Apa yang pernah dikatakan dosen saya, memang benar ada fenomena ‘urbanisasi semu’ di kota-kota di Indonesia. Mungkin secara landscape sudah kota tetapi mental dan perilaku penghuninya masih purba.

Kekinian kota Indonesia

Dalam sejarahnya, kota dianggap sebagai lambang kebebasan dan peradaban. Tapi apa daya sebuah kota di dunia ketiga di abad ke 20 seperti Jakarta. Benteng-benteng dan bangunan yang menyimpan peristiwa penting bangsa dalam membangun ruh kolektif masyarakat, rasanya telah kalah dan lenyap. Ia bukan dikalahkan oleh pasukan Mataram. Ia dikalahkan oleh sesuatu yang lain yang lebih kuat: ia terdesak oleh kenyataan bahwa kota di Indonesia tidak bisa mandiri. Ia dikelilingi dan akhirnya dikelola, oleh kekuatan-kekuatan ekonomi dan politik disekitarnya.
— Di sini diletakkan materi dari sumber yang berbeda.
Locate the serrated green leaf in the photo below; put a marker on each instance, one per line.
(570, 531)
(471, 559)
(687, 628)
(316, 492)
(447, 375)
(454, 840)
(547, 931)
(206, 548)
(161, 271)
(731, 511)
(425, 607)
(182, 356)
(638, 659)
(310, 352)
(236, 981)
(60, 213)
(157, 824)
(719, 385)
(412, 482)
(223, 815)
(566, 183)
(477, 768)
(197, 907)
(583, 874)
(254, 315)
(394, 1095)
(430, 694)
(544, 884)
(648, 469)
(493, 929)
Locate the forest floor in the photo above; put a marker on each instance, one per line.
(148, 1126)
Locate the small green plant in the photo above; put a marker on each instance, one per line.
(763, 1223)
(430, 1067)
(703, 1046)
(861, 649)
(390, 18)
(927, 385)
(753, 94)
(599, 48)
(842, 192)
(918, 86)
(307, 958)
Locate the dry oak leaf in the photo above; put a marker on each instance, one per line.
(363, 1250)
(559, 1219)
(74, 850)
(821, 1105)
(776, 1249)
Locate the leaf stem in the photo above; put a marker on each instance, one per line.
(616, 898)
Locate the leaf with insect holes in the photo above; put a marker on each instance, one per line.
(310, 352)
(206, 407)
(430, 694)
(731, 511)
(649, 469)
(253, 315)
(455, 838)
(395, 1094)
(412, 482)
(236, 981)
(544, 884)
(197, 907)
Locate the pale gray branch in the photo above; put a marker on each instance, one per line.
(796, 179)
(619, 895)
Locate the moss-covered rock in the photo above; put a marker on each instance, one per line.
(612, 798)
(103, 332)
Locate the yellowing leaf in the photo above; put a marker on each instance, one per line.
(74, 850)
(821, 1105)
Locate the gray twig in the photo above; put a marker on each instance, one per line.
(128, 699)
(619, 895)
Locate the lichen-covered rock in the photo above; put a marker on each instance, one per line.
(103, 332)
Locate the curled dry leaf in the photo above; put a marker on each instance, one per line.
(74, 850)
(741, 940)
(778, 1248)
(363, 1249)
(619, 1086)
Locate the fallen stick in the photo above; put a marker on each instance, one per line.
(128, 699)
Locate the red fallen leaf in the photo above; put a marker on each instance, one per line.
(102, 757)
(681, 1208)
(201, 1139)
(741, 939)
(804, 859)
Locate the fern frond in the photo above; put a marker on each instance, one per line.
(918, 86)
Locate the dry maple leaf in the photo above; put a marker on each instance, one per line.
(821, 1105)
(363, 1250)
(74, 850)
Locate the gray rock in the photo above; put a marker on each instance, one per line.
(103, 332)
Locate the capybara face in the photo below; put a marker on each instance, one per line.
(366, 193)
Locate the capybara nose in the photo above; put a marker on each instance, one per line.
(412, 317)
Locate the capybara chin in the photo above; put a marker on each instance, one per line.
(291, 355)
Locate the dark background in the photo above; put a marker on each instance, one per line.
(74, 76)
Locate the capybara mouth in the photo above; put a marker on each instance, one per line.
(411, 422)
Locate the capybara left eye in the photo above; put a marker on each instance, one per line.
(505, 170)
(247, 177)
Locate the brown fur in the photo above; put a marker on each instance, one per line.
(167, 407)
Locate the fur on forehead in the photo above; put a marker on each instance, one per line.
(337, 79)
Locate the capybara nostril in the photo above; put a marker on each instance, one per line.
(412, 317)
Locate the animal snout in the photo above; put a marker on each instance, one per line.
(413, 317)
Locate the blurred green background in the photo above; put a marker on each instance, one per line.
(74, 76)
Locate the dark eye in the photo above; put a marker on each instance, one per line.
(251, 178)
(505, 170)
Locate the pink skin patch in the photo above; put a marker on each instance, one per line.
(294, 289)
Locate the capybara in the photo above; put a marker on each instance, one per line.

Kota di Indonesia tidak bisa menjadi sebuah arena yang mempunyai ciri kebebasan dan semangat yang khas tersebut. Ia hilang dalam sejarah. Ia tenggelam dalam remang-remang pusaran kebijakan pembangunan yang pragmatis. Ia tidak seperti suatu watak yang dalam sejarah, khususnya di Eropa telah menyebabkan kota menjadi sumber kebebasan, dan penggerak kemajuan bangsa. Kota disana memang lain, ia hadir dan kukuh sebelum teritorial tumbuh dan jadi.

Kota-kota seperti halnya mimpi, terjadi karena hasrat dan ketakutan. — Marco Polo

Saya lalu ingat teman saya tesebut — yang memaki dan mencari uang dengan giat di Jakarta. Hasratnya mungkin hasrat lain, ketakutannya mungkin ketakutan yang lain. Sehingga ia tak merasa ikut menjadikan Jakarta.

Referensi

Kusumawijaya, Marco.(2006). Kota Rumah Kita. Jakarta: Borneo Publications.